Anyway…  I lost the toss, so I get to write the introduction to this book or website or whatever this is.  I’m not from this century, so forgive me if I get the terms wrong occasionally.

Why a handbook?  Well, since vampires came out to the world, it seemed silly to pretend we don’t exist.  Plus, newbie vampires have way too many questions.  

  • “How often do I have to eat?”   (From daily to once a month, depending on your age and strength.)
  • “Can I eat animal blood instead of human blood?”  (Eww – what would you drink from?  Rats?)
  • “Can I still… you know… since I’m technically dead?” (Yes, but I’m not going into any more details.  You need to figure some things out on your own.)

Seriously, I have neither the time nor the patience to deal with the pestering.

Luckily, Gregory always love to answer questions, especially from the ladies.  Starting next week, he will answer any question that you send in.  Just write, um, email him.  No, I don’t know how to email him.  But I’m positive he’ll let you know himself.

Now, where was I?  Oh, yes, the Introduction.

Vampires are a bunch of poor lost souls, infected with a nasty disease that makes us have some peculiarities about us.  

Right.  Even I can’t sell that load of crap with a straight face.

Listen, there are a ton of stories within the vampire community as to how or why we exist.  The honest truth is that we ourselves do not know where we started, only that we are here.  I can tell you my favorite creation story involves Adam, Eve, Cain, Abel, and a lot of blood.

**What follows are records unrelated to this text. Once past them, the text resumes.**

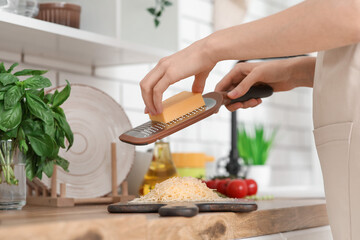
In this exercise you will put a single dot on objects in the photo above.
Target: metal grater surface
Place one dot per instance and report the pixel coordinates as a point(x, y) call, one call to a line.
point(152, 128)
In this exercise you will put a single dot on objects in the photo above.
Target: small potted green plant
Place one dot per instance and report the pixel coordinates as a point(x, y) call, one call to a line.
point(254, 149)
point(33, 127)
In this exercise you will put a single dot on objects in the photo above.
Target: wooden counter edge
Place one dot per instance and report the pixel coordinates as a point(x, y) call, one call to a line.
point(238, 225)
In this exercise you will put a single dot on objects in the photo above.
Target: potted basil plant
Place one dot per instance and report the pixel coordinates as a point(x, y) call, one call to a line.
point(33, 127)
point(254, 149)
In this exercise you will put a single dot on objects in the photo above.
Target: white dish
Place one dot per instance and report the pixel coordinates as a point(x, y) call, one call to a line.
point(96, 121)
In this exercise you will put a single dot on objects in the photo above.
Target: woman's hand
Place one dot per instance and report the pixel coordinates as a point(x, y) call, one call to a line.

But I am forgetting myself again.  You want to read an introduction, right?

The Vampire’s Handbook is an invitation and a guide, all wrapped together with a pretty bow.  We want people to feel comfortable around vampires, though we will be here regardless of your comfort.  We want to answer your questions, arrange meetings and interviews, and all in all help humans and vampires get along better.

At least, that’s the party line.

Now, I need to get something to drink.  Type this out for me, Jennifer, and do whatever magic you need to do to put it on our website.